JSC Concern Morinformsystem-Agat
- Native name: Russian: АО Концерн Моринсис-Агат
- Romanized name: AO Kontsern Morinsis-Agat
- Company type: Joint-stock company
- Industry: Defense industry
- Predecessor: SPA Agat SPA Mars [ru] CRI Kurs [ru] PA Binom NPP Kaluga Instrument-Making Plant Typhoon [ru]
- Founded: February 3, 2004; 22 years ago
- Headquarters: Moscow, Russia
- Area served: Worldwide
- Key people: Hramov Mikhail Urevich (CEO)
- Products: Missiles and related to electronic equipment
- Revenue: 7,512,490,000 Russian ruble (2017)
- Operating income: −117,736,000 Russian ruble (2017)
- Net income: 3,502,000 Russian ruble (2017)
- Total assets: 50,733,607,000 Russian ruble (2017)
- Owner: Marine Instrumentation Corporation (100%)
- Parent: Marine Instrumentation Corporation
- Website: www.concern-agat.ru

= Concern Morinformsystem-Agat =

Russian joint stock company

Concern Morinformsystem-Agat is a Russian joint stock company that engages in the development and production of integrated structures for the military-industrial sector in the Russian Federation and internationally. The original company was established in 1942 as a Special Design Bureau (SDB) of the People's Commissariat of the Shipbuilding Industry of the USSR.

Morinformsystem-Agat manufactures equipment and instruments for warships. Scientific Production Association Agat is the core company of the concern.

Its products include the Klub-S and Klub-N missile fire-control systems, Bal-E missile systems, MR-123 and Puma (5P-10) artillery systems, and radar stations such as the Predel-E coastal over-the-horizon radar system.
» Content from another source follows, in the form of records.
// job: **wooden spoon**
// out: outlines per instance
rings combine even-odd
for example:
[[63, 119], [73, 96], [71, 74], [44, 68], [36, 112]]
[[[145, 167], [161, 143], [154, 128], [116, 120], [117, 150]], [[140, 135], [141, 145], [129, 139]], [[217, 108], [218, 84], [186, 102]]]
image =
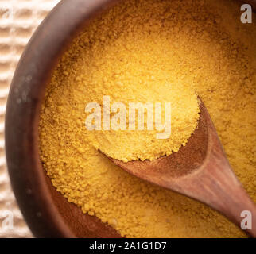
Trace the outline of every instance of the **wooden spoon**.
[[241, 227], [241, 213], [250, 211], [256, 237], [256, 206], [235, 177], [211, 117], [199, 98], [200, 117], [184, 147], [153, 161], [127, 163], [111, 159], [127, 172], [161, 187], [199, 200], [219, 211]]

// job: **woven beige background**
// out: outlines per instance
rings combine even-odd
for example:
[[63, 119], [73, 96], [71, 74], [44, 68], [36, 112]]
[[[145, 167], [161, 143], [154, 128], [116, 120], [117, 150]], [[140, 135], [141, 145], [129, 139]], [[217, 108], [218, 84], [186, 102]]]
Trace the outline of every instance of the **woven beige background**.
[[10, 185], [4, 148], [5, 110], [10, 84], [20, 56], [35, 29], [58, 2], [0, 0], [0, 238], [33, 237]]

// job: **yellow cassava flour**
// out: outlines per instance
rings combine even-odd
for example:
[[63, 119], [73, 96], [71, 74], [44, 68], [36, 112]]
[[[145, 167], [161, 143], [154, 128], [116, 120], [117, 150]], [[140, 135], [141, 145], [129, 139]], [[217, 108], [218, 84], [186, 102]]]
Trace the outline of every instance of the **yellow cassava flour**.
[[[44, 167], [68, 202], [128, 237], [246, 237], [211, 208], [127, 174], [98, 150], [124, 161], [178, 151], [196, 128], [198, 94], [256, 201], [256, 27], [240, 15], [233, 1], [128, 0], [73, 40], [46, 89], [39, 126]], [[87, 129], [86, 105], [103, 110], [106, 95], [127, 108], [170, 102], [169, 138], [156, 138], [156, 129]]]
== Direction of activity ==
The Concern is engaged in the development, production, warranty service, modernization, repair and disposal of integrated multifunctional ship control systems, integrated automation tools for controlling naval forces, control systems for marine missile and artillery complexes, combat information and control systems for surface ships and submarines, shipboard automated mine action control systems, shipboard unified computing machines, training complexes, multifunctional ship-based and shore-based radar systems, means of joint use of weapons and fire indication, shipboard and coastal missile systems, as well as sonar systems.